Je termine par quelques chiffres. La Californie dépense annuellement par habitant pour l’instruction primaire 15 fr. 85 c. ; elle paie au gouvernement fédéral pour les services de la guerre (armée, marine, fortification), 7 fr. 50 c. Ces deux ordres de dépenses sont respectivement : pour l’ensemble des États-Unis, 10 fr. 90 c. et 7 fr. 50 c. ; — pour la Prusse, 2 fr. 75 c. et 12 fr. 40 ; — pour l’Autriche, 4 fr. 85 c. et 7 fr. 50 c. ; — pour la France, 1 fr. 55 c. et 24 fr. 80 c. ; — pour l’Italie, 0 fr. 75 c. et 8 fr. 50 : — pour l’Angleterre et le Pays de Galles, 8 fr. 55 c. et 20 fr. 90 c. ; — pour la Suisse, 4 fr. 75 c. et à 5 fr 40 c. etc.

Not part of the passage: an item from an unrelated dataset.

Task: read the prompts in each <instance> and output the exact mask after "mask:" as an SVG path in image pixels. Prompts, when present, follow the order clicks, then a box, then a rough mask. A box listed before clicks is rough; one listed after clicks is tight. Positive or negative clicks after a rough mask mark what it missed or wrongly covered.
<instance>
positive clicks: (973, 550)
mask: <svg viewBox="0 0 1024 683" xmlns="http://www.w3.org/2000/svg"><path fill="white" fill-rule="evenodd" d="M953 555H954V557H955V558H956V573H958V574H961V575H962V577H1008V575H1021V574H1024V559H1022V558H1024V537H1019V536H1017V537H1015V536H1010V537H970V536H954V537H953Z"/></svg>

Telles sont les écoles publiques de la Californie, ouvertes librement à tous les cultes, à toutes les nationalités, à toutes les classes ; où le juif se rencontre auprès du catholique ; où le Français et l’Allemand coudoient l’Américain et l’Écossais, où le pauvre est assis à côté du riche. Le sentiment de l’égalité et l’esprit de tolérance s’y développent naturellement, sans effort. Si les fléaux de l’antagonisme et de l’envie sont loin de sévir en Californie au même degré que dans les États de l’Europe, ne faut-il pas l’attribuer en partie au régime des écoles publiques ? Les Américains le pensent et ils aiment à citer les paroles adressées par un instituteur de Boston à un visiteur : « Cet enfant qui vient de recevoir le premier prix d’excellence est le fils d’un scieur de bois ; cet autre, qui a obtenu le second prix, est le fils du Gouverneur du Massachusetts ».